Ousou perguntar a ele:

– Você tem origem chinesa?

– Sim, Doutora – respondeu, sorrindo. – Pode não parecer, mas meu pai é português, criado em Macau, e minha mãe é chinesa de uma província próxima a Pequim.

– Qual sua função aqui? É microbiologista também? – procurou ser simpática ao perguntar.

– Não, sou o Relações Públicas da empresa, tento zelar pela boa imagem da Companhia.

– Um cargo e tanto na Biotech – ela continuou. Tinha uma suspeita sobre o rapaz. – Com origens tão distintas, como ficou seu nome? – Rosa indagou, mantendo suavidade na voz. Tons alterados no timbre entregavam qualquer disfarce e interferiam na resposta do investigado.

– Manuel Tanlau, perdão, Lantau – ele se corrigiu. Sorriu para Rosa, puxou os óculos do bolso da calça, colocou-os no rosto e começou a digitar em um pequeno tablet.

Rosa se lembrou das palavras da enfermeira do Hospital Adventista:

Hoje mais cedo dois homens orientais insistiram em saber acerca da entrada de alguma vítima sem nome ou sexo. Descreveram apenas os sintomas. (...) Um deles tinha dificuldade com a nossa língua. Perguntou se havia algum sapiente com sintonho estrama.

Rosa decidiu ficar de olho nele. Em anos de investigação, ela conhecia casos de Relações Públicas que fariam qualquer coisa que a empresa ordenasse. Ainda era um comportamento comum entre patrão e empregado.

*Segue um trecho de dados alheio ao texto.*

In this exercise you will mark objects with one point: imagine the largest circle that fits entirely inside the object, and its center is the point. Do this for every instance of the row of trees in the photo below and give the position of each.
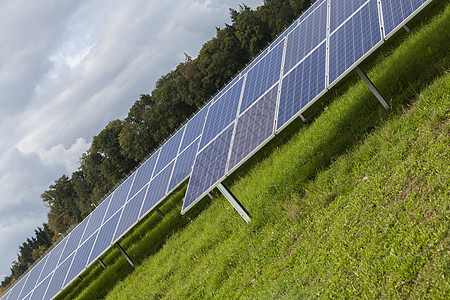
(123, 144)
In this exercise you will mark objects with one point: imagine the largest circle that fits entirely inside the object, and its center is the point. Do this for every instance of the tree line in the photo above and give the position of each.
(123, 144)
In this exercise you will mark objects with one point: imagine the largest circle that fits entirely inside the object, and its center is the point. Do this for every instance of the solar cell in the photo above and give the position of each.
(96, 219)
(130, 213)
(120, 196)
(264, 75)
(355, 39)
(221, 114)
(33, 277)
(302, 85)
(58, 277)
(104, 237)
(144, 173)
(157, 189)
(209, 168)
(395, 12)
(254, 127)
(183, 165)
(194, 127)
(169, 150)
(307, 36)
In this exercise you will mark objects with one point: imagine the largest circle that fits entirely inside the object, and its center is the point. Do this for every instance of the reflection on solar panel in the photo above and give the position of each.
(268, 94)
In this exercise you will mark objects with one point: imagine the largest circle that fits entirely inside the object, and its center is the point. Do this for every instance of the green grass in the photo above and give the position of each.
(353, 205)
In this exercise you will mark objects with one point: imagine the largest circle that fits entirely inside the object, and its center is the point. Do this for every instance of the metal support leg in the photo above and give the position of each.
(235, 202)
(372, 87)
(160, 212)
(102, 263)
(128, 258)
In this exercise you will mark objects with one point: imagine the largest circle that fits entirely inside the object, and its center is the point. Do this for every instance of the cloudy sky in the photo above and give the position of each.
(69, 67)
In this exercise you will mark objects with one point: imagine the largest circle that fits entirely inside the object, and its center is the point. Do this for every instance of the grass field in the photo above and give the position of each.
(354, 204)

Voltou os olhos para o revestimento azulado do espaço sem janelas, iluminado por lâmpadas halógenas. Ali cabia pouco mais de cinquenta pessoas. No fundo da sala, a parede de vidro segurava uma escotilha de aço com um painel digital embutido. O outro lado da parede era só escuridão. Randall bateu levemente com a mão fechada.

– É um polímero especial – Wankler informou. – Chamamos de polivitrum. Não é nem vidro, nem acrílico. A empresa PoliChin desenvolveu para nós uma resina de alta resistência e transparência melhor que o vidro temperado.

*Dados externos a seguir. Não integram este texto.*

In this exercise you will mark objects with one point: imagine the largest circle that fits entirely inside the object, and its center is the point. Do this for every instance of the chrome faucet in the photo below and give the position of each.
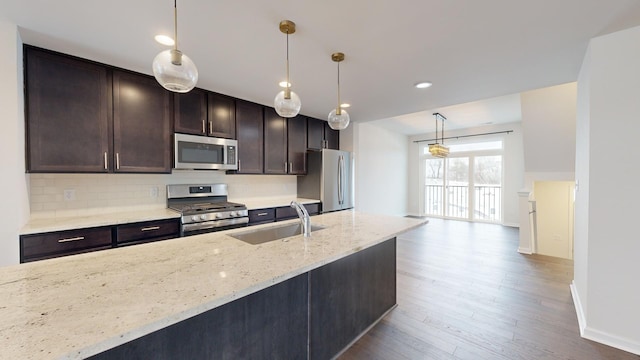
(304, 218)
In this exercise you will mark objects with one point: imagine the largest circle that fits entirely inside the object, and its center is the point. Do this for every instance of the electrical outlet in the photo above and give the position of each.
(69, 195)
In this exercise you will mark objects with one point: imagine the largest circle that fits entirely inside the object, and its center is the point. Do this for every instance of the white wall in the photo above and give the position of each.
(607, 240)
(381, 170)
(548, 125)
(13, 181)
(513, 164)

A PoliChin, fundada em 1996, era uma Companhia chinesa com mais de 50% das ações pertencentes à Biotech. Não pouparam esforços para desenvolver um polímero translúcido, resistente à ações do tempo e impactos perfurantes.

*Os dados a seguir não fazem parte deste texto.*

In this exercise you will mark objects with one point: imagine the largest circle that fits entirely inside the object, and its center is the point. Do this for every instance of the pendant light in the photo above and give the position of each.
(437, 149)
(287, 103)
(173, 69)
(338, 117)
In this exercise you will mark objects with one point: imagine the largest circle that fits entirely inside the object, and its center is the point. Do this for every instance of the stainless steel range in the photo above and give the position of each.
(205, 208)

A própria Biotech investiu capital pesado na PoliChin para descobrir um material seguro, objetivando seu uso em aquários ou qualquer outro lugar. Depois de cinco anos, conseguiram criar um polímero tão forte quanto o aço, que resistia a altas pressões. Era algo semelhante à descoberta de Nicolas Kotov, que montou nanoestruturas à base de álcool polímero e criou o primeiro aço-plástico do mundo.

No entanto, quando começaram a produzir o polivitrum, muitos engenheiros pesquisadores da PoliChin se perguntavam por que o interesse em material tão resistente. Lian Zhou, chefe da pesquisa, era um deles. Numa manhã de março, dois anos antes do museu ser construído, Lian discutiu com sua equipe:

– A informação que obtivemos é que a Biotech vai montar um complexo de aquários. Eles precisam de resistência superior a 15.000 kg/m² em pressão.

Os outros engenheiros iniciaram um alvoroço. Um deles questionou:

– O que vão pôr lá dentro, tubarões brancos e crocodilos?